Wednesday, November 8, 2017

Inserting more than one row at a time

sql insert to add more than 1 record at a time

Most of us who have been programming in RPG for many years are familiar with doing things at a record level. We read, write, update, and delete one record at a time. Moving to SQL allows us to do things a set of data at a time, more than one row/record. We can fetch multiple rows from a table/file, delete more than one row with a single statement, and we can add multiple rows/records to a table/file at once. You can still do row/record level access using SQL, but until you start thinking in sets you do not get to experience the speed of file I/O that you can with using multiple row/record statements.

In this post I am going to give two examples of performing multiple row inserts.

  1. Inserting more than one row/record at a time with just one statement with hard coded values
  2. Inserting just a few rows/records from one table to another, as you would do to create testing data

 

1. Inserting multiple hard coded rows

For the posts I wrote about regular expressions I used a table PERSONS.

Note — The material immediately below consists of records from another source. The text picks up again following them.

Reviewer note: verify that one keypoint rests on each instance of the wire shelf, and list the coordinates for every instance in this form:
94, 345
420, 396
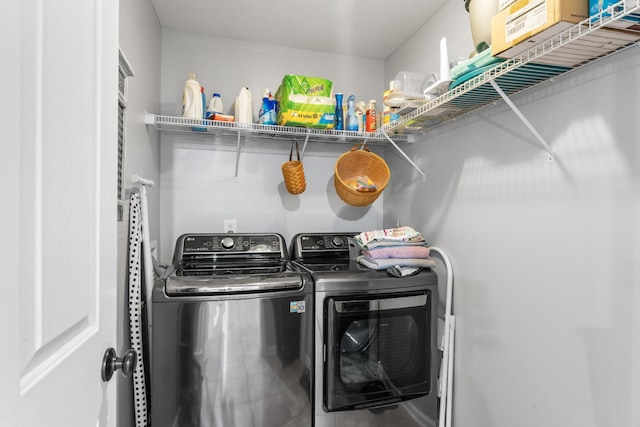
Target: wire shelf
592, 39
169, 124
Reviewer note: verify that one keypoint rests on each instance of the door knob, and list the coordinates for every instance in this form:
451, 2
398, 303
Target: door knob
111, 363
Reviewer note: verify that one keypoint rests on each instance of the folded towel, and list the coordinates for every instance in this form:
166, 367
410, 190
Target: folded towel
415, 241
397, 271
383, 264
389, 235
403, 251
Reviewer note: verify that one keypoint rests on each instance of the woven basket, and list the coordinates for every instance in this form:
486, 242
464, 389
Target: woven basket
293, 173
356, 163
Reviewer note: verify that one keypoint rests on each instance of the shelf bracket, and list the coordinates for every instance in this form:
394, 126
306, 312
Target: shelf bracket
237, 155
403, 155
524, 120
304, 146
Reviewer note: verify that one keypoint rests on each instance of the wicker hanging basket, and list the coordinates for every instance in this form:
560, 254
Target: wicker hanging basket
293, 172
354, 165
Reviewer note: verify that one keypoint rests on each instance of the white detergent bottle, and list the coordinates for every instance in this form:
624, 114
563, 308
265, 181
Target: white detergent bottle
244, 106
192, 98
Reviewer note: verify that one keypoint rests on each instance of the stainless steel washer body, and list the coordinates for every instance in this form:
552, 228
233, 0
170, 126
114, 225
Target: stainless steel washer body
232, 336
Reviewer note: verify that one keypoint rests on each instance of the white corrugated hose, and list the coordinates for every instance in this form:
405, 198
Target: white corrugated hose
446, 376
135, 310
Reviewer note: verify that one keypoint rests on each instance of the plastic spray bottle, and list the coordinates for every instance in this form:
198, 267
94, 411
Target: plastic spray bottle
267, 114
215, 106
352, 120
339, 112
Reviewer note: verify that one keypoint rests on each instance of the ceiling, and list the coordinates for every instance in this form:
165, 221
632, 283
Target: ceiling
368, 28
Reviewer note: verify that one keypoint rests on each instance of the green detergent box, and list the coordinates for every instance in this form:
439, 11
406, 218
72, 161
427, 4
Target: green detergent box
306, 102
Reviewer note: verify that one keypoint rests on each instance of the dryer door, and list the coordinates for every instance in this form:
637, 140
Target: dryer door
378, 349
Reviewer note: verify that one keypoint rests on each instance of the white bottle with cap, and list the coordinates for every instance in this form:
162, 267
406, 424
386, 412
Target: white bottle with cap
192, 98
244, 106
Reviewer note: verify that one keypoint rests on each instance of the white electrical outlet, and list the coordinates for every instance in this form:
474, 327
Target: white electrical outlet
230, 226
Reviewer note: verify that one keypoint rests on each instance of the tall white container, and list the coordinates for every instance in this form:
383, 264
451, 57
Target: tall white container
244, 106
480, 13
192, 98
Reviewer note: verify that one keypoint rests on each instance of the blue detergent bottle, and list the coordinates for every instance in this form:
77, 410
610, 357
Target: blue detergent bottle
352, 119
339, 113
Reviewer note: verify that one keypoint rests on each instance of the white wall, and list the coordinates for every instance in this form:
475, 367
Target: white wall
199, 188
547, 294
140, 41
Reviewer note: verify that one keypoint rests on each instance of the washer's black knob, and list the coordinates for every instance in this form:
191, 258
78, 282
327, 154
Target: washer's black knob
337, 241
228, 243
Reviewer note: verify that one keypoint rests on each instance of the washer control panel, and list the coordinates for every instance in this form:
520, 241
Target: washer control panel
250, 244
330, 245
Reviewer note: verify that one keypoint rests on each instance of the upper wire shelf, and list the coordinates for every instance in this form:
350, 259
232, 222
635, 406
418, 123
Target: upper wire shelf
171, 124
592, 39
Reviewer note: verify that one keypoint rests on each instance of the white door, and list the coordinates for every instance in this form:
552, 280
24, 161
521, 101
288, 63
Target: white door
58, 234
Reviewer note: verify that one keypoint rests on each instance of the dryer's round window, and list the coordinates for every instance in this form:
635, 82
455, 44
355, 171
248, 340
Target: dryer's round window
379, 349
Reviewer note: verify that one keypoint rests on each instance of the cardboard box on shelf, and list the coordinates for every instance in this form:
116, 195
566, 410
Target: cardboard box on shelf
503, 4
630, 22
528, 22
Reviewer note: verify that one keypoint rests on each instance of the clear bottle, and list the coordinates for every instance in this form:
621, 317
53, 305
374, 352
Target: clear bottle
352, 120
371, 116
339, 112
192, 98
360, 107
215, 106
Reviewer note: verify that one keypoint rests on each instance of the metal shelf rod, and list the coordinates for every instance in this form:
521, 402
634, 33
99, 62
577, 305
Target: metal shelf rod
404, 155
524, 120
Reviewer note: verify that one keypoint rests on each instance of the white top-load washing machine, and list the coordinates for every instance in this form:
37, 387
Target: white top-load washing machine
375, 338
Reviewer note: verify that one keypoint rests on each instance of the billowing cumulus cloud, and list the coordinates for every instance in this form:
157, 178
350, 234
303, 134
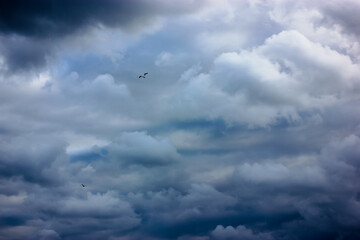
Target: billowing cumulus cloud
245, 127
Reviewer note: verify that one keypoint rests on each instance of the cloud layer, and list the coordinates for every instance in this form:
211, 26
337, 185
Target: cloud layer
246, 127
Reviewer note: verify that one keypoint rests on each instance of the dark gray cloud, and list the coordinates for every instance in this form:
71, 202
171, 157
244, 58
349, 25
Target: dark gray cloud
246, 127
31, 30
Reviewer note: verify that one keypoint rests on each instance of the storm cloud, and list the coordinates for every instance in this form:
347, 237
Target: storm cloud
246, 127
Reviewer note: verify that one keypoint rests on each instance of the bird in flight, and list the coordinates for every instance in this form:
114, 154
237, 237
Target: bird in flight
143, 76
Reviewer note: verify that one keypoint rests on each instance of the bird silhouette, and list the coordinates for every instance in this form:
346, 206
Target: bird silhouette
143, 76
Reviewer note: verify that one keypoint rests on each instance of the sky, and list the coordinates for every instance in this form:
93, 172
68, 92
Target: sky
246, 127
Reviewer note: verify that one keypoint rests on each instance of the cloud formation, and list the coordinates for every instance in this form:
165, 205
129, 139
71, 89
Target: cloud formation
246, 127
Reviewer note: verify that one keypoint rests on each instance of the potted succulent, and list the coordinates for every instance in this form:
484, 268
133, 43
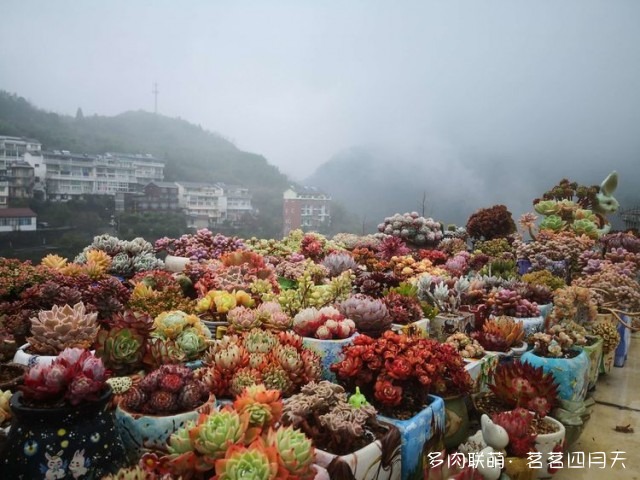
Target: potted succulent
555, 351
503, 335
61, 421
165, 399
278, 360
325, 332
241, 442
350, 440
370, 315
506, 302
447, 298
54, 330
400, 375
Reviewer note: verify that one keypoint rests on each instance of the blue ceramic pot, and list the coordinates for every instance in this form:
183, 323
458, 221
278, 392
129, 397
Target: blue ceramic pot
63, 442
571, 374
421, 434
329, 351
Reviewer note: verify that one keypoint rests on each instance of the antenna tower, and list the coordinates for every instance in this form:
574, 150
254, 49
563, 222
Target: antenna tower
155, 92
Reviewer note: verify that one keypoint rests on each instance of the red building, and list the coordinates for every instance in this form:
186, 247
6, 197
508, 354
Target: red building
306, 208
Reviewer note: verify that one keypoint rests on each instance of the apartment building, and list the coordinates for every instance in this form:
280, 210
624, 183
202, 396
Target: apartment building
306, 208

CREATE TABLE MYLIB.PERSON (
  PERSON_ID FOR "PID" INTEGER
            GENERATED ALWAYS AS IDENTITY
            (START WITH 1, INCREMENT BY 1, NOCYCLE),
  FIRST_NAME FOR "FNAME" VARCHAR(20),
  LAST_NAME FOR "LNAME" VARCHAR(30)
)

The table contains three columns, with the first being an identity column, Db2 for i will create the value when a row is Inserted into the table. Therefore, I must not give a value for that column, I use DEFAULT as the value. If I was just inserting one row I would use:

INSERT INTO PERSON VALUES(DEFAULT,'ROBERT','ALLEN')

I had 25 rows to add. I could have used 25 Insert statements to add the rows. Why would I do that when I can insert all 25 at once in one Insert statement.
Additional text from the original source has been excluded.